Police confiscate parts of antique Torah scroll

JERUSALEM — Portions of an antique Torah scroll believed to originate from Iraq have been confiscated by police from a Palestinian suspected of illegally trying to sell antiquities.

Experts who have examined the portions have confirmed that the scroll dates back at least 300 years. They are now examining its origins.

It is believed that the Torah scroll was smuggled out of Baghdad during the Gulf War and brought to Jordan. According to some reports, Saddam Hussein offered a large reward, said to be worth millions of dollars, for the return of the scroll once it was discovered that it had been stolen.

Police believe that the portions were brought from Jordan to the territories and that a man there agreed to try to sell them in Israel on behalf of somebody in Jordan.

The suspect, a resident of Jenin, was arrested in Afula Tuesday of last week after police set up a dummy purchase. He was reported to have six portions of the Torah scroll and 73 Byzantine-period gold coins.

Galilee district police spokesman Supt. David Harel said the suspect asked for $50,000 for each portion of parchment.

Harel said the bogus purchase was set up by police from Akko and the Ha'amakim district after information had been collected regarding the suspect.

Experts from the Antiquities Authority confirmed that the coins are authentic.

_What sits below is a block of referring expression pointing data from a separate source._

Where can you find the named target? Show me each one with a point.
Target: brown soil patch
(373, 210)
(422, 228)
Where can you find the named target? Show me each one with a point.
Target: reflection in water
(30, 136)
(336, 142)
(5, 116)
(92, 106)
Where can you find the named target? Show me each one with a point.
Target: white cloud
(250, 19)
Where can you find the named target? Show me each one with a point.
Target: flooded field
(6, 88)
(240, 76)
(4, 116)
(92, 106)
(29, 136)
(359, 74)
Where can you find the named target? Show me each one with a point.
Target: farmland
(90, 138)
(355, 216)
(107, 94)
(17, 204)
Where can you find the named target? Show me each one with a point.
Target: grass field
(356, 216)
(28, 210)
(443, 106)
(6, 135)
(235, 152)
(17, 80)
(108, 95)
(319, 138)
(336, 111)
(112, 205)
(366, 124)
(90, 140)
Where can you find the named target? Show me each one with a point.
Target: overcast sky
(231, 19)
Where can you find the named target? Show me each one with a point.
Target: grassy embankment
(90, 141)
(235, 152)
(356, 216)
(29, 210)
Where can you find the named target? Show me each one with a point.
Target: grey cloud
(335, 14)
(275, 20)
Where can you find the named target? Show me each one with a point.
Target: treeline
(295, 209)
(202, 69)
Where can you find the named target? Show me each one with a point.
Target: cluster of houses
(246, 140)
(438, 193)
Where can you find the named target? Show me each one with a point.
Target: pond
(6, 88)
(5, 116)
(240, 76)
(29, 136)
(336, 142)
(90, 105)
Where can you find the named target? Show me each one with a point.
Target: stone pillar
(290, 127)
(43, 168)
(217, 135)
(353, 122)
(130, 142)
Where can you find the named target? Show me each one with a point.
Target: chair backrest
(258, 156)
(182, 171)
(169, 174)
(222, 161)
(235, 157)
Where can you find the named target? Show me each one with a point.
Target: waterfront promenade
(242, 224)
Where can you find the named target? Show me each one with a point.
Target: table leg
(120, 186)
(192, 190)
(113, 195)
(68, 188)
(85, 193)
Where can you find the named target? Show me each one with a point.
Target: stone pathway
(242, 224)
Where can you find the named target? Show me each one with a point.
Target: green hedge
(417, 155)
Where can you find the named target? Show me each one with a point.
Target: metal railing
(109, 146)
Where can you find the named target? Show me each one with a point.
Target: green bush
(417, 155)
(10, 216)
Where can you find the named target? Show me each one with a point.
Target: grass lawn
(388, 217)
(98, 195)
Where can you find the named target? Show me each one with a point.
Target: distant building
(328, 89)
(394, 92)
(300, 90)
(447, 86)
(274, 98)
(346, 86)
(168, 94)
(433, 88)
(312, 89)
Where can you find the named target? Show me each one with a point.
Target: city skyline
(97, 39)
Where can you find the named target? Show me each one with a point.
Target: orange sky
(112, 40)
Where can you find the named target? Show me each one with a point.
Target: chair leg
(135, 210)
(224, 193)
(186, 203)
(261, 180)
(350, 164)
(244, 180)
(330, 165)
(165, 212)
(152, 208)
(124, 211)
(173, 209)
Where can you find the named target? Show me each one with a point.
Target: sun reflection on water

Harel said the suspect had been arrested under the 1978 Antiquities Law for illegally trading in antiquities. He said the items confiscated would be held by police as evidence, but what happens to them afterward would be decided by the appropriate authorities.

If it transpires that the portions of the Torah scroll and the coins did originate in Iraq, international law may require them to be returned. An Antiquities Authority official said the matter is complicated and would probably have to be decided by the courts.